Aslında film bizim mükemmel "film adı çevirisi" çetemizin son kurbanı. İnanın benim attığım başlık çok daha iyi bir isim olurdu. Neyse bu küçük ama bence önemli ayrıntıyı görmezden gelip filmin hakkını yemeyelim. Baştan şunu belirteyim film daha vizyona girmediğinden ve muhtemelen izlenmemiş olmasından ufak notlarla sizi filmi "VİZYONA GİRDİĞİNDE" izlemeye teşvik etmekten öteye gidemeyeceğim. Aslında filmin izlenilmeye teşvik edilmesi için herhangi bir nota ihtiyacı yok. Çünkü aldığı Altın Küreler( dram dalında en iyi film ve en iyi erkek oyuncu) ve en iyi film ve en iyi erkek oyuncu gibi en baba iki dal dahil bir çok oscar adaylığı filmi yeterince çekici kılıyor zaten. Fakat film hakkında yazılan" bağımsız amerikan sinemasının güzel örneklerinden" görüşüne pek katılamayacağım. Daha doğrusu özellikle ülkemizde bu yorumun filmi itici kılacağı görüşündeyim. Film bunu hakketmeyecek kadar çekici çünkü. George Clooney'niyi hep karizmatik ve cool izleyecek değiliz ya.İşte kendi halinde hatta “ezik” bir karakter. Ama bu adam büyük oyuncu. Her şeyin altından başarıyla kalkıyor.
Clooney dışında çokta göz aşinalığımız olan isimler yok filmde. Fakat hepsi çok iyi oyuncular. Hatta sadece hastanede yatakta gördüğümüz Patricia Hastie (lost dizisinde barfly rolünde görmüştük) bile. Matt king in filmin başında hawai de yaşamak adına attığı nutuk bile film izlenmesi gerekenler arasına alıyor ve “ahhhh bir tatile gidebilsem” diye yakınan bizlere güzel bir ders veriyor.  Buna rağmen o muhteşem sahilleri görüp içimizden “ahhhh bir tatile gidebilsem” diye iç geçirmemek imkansız.
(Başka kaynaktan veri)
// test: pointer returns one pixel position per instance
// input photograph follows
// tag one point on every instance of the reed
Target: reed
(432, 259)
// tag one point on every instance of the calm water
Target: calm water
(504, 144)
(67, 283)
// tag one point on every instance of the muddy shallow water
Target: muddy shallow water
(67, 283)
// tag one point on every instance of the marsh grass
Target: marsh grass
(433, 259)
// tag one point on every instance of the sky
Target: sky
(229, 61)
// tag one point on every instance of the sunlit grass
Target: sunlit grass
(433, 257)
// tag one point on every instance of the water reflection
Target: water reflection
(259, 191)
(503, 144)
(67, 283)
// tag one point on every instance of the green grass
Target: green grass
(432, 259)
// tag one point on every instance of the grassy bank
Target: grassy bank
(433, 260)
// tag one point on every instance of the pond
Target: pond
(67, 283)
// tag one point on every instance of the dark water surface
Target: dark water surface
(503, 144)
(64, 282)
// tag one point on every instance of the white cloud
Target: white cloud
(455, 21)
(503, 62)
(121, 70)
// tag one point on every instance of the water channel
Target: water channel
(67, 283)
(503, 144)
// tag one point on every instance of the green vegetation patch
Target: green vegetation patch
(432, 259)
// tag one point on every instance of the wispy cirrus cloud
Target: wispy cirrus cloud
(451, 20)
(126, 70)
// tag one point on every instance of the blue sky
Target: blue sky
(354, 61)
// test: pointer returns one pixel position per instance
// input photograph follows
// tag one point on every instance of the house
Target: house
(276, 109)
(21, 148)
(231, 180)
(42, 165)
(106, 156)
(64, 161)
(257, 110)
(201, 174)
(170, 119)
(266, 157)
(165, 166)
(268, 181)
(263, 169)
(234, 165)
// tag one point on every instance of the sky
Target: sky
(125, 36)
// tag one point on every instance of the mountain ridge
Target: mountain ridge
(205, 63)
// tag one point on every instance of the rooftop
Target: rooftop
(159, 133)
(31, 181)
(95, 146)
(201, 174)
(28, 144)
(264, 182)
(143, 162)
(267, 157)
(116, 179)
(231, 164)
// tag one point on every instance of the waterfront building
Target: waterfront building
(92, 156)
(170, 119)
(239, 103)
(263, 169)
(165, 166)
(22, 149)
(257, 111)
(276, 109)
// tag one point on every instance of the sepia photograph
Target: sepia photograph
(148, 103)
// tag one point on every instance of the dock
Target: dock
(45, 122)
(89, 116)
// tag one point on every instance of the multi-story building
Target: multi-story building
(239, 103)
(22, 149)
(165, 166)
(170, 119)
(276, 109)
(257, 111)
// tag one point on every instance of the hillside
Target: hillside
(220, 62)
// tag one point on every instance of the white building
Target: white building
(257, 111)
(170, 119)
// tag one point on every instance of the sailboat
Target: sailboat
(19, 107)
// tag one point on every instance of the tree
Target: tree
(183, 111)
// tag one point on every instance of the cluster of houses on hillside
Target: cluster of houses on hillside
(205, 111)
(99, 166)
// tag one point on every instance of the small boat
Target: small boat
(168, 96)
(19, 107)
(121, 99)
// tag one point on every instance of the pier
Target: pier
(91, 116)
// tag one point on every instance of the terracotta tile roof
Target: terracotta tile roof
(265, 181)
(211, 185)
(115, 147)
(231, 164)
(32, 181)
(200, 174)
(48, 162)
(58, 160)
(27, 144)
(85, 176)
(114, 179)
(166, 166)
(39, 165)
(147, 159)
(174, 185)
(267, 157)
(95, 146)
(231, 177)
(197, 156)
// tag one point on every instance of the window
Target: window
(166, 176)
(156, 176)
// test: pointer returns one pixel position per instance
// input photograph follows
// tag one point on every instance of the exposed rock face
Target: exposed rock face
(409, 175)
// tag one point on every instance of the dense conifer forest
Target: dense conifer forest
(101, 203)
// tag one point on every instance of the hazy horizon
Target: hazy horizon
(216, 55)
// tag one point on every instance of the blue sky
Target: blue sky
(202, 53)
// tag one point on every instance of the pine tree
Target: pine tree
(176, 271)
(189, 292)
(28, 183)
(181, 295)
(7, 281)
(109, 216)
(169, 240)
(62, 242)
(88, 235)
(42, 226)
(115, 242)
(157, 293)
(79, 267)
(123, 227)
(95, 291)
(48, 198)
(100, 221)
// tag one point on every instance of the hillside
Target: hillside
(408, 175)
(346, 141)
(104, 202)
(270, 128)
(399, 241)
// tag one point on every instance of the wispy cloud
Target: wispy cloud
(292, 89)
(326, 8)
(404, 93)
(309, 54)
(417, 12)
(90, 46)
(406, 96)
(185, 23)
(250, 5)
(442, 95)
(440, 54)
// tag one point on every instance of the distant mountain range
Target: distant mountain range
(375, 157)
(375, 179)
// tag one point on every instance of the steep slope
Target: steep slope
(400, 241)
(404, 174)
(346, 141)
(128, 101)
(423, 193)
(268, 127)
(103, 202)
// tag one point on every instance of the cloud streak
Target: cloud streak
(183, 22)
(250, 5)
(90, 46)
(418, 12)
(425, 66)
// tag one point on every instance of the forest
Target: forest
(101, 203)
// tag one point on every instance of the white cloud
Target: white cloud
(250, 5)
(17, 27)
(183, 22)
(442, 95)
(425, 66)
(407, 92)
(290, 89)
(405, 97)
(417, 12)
Dram komedi filmi aslında pek izleyebildiğimiz film türü değil ama Alexander Payne bu türde mükemmel referanslara sahip( sideways (2004) ve about schmidt (2002)) bir yönetmen. Yani hem yazar hem oyuncu hem yönetmen hem yapımcı olan bu adam bu işi iyi yapıyor. Filmini tereyağından kıl çeker gibi zihnimize empoze ediyor ve söylemek istediklerini bizi hiç sıkmadan söylüyor.
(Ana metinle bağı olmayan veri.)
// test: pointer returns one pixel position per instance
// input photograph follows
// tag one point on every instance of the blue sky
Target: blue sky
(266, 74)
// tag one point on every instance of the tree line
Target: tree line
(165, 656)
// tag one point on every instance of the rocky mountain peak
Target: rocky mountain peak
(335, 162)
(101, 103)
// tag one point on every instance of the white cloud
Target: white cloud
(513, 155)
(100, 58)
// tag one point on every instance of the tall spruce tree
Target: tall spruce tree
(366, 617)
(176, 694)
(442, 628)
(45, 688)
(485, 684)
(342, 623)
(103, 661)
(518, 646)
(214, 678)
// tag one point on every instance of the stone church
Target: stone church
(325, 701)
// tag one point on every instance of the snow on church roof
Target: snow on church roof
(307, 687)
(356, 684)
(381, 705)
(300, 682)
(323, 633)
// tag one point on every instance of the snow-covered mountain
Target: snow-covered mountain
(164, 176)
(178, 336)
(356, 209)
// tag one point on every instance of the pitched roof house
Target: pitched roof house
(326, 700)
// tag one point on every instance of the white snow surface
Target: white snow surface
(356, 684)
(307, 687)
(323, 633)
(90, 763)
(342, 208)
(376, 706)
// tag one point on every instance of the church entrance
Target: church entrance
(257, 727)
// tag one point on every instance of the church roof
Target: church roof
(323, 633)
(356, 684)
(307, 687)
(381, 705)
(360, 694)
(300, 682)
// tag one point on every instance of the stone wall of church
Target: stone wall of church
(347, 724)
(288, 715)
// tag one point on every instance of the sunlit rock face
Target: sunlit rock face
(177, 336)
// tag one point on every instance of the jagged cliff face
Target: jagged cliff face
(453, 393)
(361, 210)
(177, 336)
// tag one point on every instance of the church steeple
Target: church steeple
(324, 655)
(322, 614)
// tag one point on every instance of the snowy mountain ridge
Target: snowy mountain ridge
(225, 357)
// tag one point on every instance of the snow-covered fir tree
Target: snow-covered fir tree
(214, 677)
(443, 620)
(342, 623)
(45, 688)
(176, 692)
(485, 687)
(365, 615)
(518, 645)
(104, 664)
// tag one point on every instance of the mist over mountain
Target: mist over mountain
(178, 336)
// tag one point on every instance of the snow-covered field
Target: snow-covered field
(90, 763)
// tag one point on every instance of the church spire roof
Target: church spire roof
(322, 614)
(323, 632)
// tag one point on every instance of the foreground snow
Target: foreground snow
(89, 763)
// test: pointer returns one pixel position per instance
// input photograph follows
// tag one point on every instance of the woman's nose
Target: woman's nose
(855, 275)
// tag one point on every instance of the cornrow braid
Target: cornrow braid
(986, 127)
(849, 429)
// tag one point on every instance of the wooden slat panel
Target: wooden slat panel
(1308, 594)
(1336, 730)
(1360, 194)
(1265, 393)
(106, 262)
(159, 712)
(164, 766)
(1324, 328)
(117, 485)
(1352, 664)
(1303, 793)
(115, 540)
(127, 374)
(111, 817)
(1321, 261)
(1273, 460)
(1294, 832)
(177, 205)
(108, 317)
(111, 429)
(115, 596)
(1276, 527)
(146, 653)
Aile ilgili evrensel mesajlara sahip olsada aslında film Amerikan yaşam tarzı ve yarattığı sorunlar üzerine daha sert gidiyor. Ama bana çekici gelen kısmı gördüğüm en iyi miras yaklaşımına sahip olması. Çok rahat diyebilirim ki “ Miras” olgusuna bakış açımı değiştirdi film. Matt’in bu konu hakkındaki duruşu hatta cimriliğe kaçan davranışları bence kendisine maddi manevi miras kalan herkesin dikkatle irdelemesi gereken şeyler. “Bize kalan her ne olursa olsun bunu gerçekten hakkediyor muyuz” sorusu film izledikten sonra kendime sorduğum ilk soru oldu. Ve en az birincisi kadar önemli bir diğer soru daha “ ben bu adamın yerinde olsam ne yapardım” . Matt king’ in sadece miras konusunda değil başına gelen her şey konusunda duruşu bence çok önemli. Bir çoğu bizim klasik türk erkeği yapısına uymasa da kendimizi matt’in yerine koyup ben ne yapardım acaba diye düşünmeden yapamıyoruz.
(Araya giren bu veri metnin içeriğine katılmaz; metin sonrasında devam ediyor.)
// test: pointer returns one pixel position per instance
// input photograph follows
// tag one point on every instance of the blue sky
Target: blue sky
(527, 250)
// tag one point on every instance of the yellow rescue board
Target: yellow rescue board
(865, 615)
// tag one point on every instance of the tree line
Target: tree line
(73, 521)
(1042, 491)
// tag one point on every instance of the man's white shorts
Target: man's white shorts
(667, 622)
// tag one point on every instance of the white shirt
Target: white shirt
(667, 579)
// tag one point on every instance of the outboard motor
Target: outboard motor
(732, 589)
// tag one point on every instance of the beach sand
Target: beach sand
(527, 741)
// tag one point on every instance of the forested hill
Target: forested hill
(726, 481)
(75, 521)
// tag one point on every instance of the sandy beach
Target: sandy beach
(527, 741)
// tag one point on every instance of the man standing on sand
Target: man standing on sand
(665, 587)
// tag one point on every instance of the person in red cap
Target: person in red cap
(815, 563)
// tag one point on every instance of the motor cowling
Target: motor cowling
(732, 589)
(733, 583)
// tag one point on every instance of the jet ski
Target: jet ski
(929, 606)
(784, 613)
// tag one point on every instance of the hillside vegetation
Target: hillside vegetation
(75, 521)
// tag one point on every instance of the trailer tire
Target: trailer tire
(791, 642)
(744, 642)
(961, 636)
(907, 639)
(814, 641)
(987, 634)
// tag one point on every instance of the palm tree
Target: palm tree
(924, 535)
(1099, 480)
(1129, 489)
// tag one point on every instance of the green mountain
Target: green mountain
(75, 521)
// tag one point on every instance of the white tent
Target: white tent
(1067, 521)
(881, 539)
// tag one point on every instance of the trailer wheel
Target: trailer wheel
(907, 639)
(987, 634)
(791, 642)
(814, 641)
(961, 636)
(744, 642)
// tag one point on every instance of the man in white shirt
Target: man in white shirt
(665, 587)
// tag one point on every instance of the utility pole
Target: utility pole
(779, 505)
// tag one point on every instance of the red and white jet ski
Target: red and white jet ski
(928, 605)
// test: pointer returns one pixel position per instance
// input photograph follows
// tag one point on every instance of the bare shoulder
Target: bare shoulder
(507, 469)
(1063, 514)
Sözün özü film hiç sıkılmadan izlenilecek, bittiğinde damağımızda güzel bir tat bırakacak  eğlenceli bir dram. Filmde en çok beğendiğim karakterin (matt king dışında) sid olduğunu belirtmeden edemeyeceğim. Bu çocuk açık sözlü olmakla patavatsızlık arasındaki ince çizgiyi çoktan geçip patavatsızlık denizinde yüzüyor bile. İyi Seyirler…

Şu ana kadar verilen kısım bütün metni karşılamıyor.